In the Middle Ages, apprentices became experts by amassing giant sets of experiences—now known as databases —and manipulating them without real understanding of the laws behind them, contends Yannis Kevrekidis, a Bloomberg Distinguished Professor with joint appointments in the Department of Chemical and Biomolecular Engineering, the Department of Applied Mathematics and Statistics, and the Department of Urology at the School of Medicine.
Kevrekidis, who came to Johns Hopkins in July after 30 years at Princeton, has set his sights on a different meaning of scientific understanding. This one can accommodate system complexity, like the interconnectedness of biological systems at the ecological and evolutionary levels that modern science has revealed.
“The problem facing us now is how to find global solutions for complex systems, like integrated biological processes, when a detailed understanding in the Newtonian sense appears to be beyond the grasp of the human mind,” Kevrekidis says.
Since we may never again be able to collapse huge data sets as concisely as Isaac Newton did, Kevrekidis and his collaborators work on algorithms that exploit data to enhance, or even circumvent, conventional modeling of chemical and biological systems, and help scientists better predict system behavior—from reaction rates to materials properties. These data-driven algorithms aim to make predictions or even guide the experimental design for collection of new data, going directly from queries through data to predictions and sidestepping traditional analytical equations.
Recently, the group used machine learning techniques to intelligently bias molecular dynamics simulations that accelerate folding computations for proteins, elucidating the mechanism that controls saturated versus unsaturated lipid synthesis in yeast. In collaboration with researchers from Germany, Israel, and Yale University, the group also demonstrated the extraction of useful “quantities of interest” and dynamic equations connecting them—that is, the apparent discovery of physical laws from information-rich data—even when it was not known how the measurements correspond to physically important variables.
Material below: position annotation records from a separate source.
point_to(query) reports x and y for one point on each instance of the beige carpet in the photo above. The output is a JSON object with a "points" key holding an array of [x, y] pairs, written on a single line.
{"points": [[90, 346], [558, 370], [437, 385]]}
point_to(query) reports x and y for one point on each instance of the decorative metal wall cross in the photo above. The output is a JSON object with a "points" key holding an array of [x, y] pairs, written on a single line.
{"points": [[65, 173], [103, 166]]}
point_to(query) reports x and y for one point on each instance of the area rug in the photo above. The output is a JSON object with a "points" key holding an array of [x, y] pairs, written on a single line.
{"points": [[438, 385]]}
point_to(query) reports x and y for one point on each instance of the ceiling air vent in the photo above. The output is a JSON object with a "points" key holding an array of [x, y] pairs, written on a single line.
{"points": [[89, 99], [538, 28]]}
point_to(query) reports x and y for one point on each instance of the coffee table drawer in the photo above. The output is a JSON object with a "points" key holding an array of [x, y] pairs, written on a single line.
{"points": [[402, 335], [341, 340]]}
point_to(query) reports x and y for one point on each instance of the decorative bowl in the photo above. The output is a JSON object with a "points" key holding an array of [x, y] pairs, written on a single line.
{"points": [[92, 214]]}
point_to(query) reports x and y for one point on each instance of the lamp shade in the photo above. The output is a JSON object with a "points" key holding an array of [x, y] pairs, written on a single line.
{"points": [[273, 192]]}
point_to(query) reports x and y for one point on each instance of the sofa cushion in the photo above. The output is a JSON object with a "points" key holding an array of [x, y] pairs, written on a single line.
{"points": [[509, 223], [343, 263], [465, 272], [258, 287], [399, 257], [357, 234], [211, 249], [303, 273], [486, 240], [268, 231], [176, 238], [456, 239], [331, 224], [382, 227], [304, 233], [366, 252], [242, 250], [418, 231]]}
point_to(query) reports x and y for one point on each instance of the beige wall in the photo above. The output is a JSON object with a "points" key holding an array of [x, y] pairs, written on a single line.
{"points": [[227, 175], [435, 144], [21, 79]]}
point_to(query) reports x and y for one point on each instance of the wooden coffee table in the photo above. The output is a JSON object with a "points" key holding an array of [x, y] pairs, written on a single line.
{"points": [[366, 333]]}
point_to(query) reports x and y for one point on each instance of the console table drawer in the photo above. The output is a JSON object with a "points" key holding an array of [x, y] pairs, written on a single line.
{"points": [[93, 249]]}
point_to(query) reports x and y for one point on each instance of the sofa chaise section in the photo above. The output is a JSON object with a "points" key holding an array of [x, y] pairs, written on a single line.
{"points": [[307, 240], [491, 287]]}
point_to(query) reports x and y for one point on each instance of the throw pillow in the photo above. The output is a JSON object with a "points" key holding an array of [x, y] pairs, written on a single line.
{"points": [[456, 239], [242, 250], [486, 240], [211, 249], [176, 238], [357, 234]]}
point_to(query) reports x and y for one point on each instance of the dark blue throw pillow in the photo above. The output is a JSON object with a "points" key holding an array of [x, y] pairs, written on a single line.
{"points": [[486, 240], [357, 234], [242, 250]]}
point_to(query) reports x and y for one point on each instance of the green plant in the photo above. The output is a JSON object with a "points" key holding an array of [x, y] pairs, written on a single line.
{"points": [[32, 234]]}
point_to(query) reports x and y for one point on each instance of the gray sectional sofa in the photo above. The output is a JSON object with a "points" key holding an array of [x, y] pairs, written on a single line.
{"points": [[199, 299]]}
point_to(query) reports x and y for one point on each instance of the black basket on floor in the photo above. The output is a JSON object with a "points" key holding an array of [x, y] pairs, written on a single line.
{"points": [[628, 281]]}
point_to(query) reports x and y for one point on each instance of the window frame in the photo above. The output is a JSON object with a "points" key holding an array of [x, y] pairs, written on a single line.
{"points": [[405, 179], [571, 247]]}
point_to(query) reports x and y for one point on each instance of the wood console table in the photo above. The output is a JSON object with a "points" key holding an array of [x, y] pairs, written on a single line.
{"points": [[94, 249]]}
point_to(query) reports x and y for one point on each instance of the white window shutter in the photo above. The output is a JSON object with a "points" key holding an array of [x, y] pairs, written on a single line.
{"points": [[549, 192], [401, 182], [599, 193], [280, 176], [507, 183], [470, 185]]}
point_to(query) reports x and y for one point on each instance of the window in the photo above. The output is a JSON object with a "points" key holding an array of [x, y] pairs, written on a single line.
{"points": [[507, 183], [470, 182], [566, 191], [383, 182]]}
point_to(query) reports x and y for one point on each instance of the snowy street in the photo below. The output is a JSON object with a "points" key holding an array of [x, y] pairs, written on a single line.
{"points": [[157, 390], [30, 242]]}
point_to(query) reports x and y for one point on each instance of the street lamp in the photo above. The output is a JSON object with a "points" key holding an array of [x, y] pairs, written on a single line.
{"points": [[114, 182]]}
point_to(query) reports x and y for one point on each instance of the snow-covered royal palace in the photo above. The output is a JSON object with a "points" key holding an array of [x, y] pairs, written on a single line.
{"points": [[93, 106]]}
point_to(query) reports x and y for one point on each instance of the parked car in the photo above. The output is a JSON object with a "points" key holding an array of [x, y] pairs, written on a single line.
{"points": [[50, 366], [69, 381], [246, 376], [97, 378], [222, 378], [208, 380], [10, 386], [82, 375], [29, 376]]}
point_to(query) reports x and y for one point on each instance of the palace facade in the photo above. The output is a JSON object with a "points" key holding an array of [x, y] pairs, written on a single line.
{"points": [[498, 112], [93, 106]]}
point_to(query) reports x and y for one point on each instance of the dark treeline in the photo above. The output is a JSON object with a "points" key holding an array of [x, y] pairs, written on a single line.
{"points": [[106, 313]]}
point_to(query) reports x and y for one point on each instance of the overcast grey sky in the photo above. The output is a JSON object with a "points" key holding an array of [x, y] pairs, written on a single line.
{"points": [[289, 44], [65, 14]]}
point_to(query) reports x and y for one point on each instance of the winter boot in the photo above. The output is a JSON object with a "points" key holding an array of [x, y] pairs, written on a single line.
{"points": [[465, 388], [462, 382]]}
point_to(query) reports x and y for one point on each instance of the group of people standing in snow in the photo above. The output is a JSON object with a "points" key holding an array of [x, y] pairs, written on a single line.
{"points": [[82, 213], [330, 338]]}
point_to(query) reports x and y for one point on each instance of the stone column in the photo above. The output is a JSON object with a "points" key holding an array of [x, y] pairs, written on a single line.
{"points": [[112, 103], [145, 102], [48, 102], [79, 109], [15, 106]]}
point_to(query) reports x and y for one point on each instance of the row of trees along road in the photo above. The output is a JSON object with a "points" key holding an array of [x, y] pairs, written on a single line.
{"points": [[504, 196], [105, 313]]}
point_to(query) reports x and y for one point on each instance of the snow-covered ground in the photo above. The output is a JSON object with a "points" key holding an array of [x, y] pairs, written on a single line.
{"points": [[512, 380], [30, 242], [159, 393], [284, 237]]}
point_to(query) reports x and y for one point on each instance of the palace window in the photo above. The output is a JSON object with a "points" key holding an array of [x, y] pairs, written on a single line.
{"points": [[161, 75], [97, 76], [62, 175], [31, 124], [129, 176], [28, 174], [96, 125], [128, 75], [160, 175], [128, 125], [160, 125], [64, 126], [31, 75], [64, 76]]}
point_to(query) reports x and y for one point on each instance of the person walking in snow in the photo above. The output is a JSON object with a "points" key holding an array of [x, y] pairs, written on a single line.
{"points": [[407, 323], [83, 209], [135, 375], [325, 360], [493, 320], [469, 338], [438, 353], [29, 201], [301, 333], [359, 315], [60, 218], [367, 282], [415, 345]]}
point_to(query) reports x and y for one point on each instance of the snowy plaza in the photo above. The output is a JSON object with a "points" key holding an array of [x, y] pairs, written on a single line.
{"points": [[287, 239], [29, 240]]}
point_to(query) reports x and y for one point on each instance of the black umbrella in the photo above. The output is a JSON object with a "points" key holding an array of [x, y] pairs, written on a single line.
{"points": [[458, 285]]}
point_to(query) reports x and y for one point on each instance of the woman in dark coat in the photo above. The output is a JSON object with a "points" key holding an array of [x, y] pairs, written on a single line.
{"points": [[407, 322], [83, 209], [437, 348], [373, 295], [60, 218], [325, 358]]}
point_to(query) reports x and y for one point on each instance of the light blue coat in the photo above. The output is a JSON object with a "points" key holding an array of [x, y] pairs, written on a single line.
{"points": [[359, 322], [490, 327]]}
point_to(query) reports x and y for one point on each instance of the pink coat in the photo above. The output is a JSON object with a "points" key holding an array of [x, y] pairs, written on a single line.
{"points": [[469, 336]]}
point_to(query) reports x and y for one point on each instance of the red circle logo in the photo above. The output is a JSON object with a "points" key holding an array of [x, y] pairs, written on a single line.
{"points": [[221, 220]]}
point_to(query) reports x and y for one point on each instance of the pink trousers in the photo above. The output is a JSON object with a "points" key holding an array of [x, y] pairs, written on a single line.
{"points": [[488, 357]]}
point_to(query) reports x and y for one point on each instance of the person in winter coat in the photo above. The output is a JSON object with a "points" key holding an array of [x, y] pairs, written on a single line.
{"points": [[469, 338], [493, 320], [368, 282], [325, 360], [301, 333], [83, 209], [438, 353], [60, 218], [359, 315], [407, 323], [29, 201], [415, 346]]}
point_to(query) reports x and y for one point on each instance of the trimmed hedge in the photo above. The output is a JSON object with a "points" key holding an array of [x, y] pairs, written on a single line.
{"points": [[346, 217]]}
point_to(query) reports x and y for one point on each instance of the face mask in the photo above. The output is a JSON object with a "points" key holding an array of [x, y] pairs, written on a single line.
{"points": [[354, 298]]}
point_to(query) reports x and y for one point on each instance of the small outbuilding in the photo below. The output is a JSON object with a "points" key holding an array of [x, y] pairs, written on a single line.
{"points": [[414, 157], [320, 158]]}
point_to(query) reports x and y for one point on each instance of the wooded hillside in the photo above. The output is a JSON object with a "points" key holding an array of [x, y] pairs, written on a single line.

The process holds the promise of allowing the researchers to make data-driven predictions from sufficiently rich measurements even when a clearly understandable mechanism for the underlying physics is not available. It changes the focus from understanding physical mechanisms to understanding the algorithms that process the data to make predictions.
“While the skeleton of the modeling process remains the same, we are developing mathematical techniques that operate directly on observation data, and circumvent the need to select humanly meaningful variables and parameters and write equations,” Kevrekidis says.